Thursday, March 19, 2009

Ways to Encourage Your Young Child: What to Say

Although my daughter is only 17 months, I recently attended a seminar called STEP: The Systematic Training for Effective Parenting.  I believe that it's never too early to start consciously using a language that promotes mutual respect and positive relationships.  My wish for my daughter is that she will one day look in the mirror and see a competent, compassionate, confident woman.   I want so much for her, but above all, I want her to know that who she is will always be enough.  Below are some phrases I've used (adapted from STEP: Parenting Young Children), guaranteed to encourage your child, so that she can feel good about herself.  

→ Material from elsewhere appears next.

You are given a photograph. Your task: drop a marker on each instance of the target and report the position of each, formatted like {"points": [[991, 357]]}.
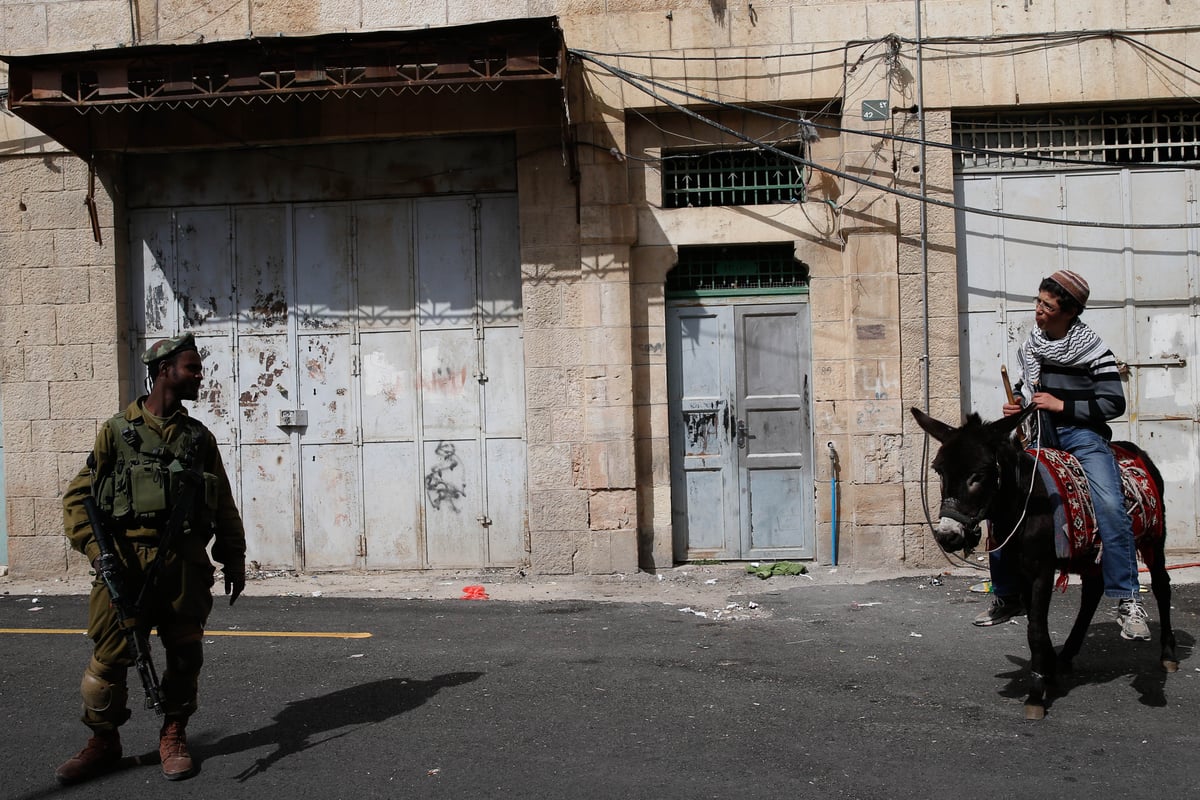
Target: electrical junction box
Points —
{"points": [[291, 417]]}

  • "I can see you're working hard on that puzzle!"
  • "You look like you're having lots of fun!"
  • "Thank you for your help turning on the light."
  • "You're getting better at eating with spoon."
  • "I need your help putting the toys away."
  • "You seem to like taking a bath."
  • "Wow!  You can climb up the stairs all by yourself."
  • "You remembered to keep your bib on."  
  • "Thank you for bringing me the toilet paper.  That helped me a lot." (No joke!)  
So what's the big deal?  What strikes me about this language is a conscious shift from "I/me" to "you."  It's all about your child, her efforts, feelings, and self-esteem. The STEP philosophy makes an important distinction between encouragement and praise, and this resonated with me.  Rather than saying "I'm so proud of you," which might actually be damaging if your child is a perfectionist, you might say, "You seem so proud of your artwork!"  In the latter example, children don't grow-up believing that they need to live up to someone else's expectations.  They learn to live up to their own.  Powerful stuff, right?  I am not saying that all praise is negative, but I love the idea of using a language that encourages children, honoring their strengths and acknowledging their struggles.  And just like unconditional love, it doesn't need to be earned.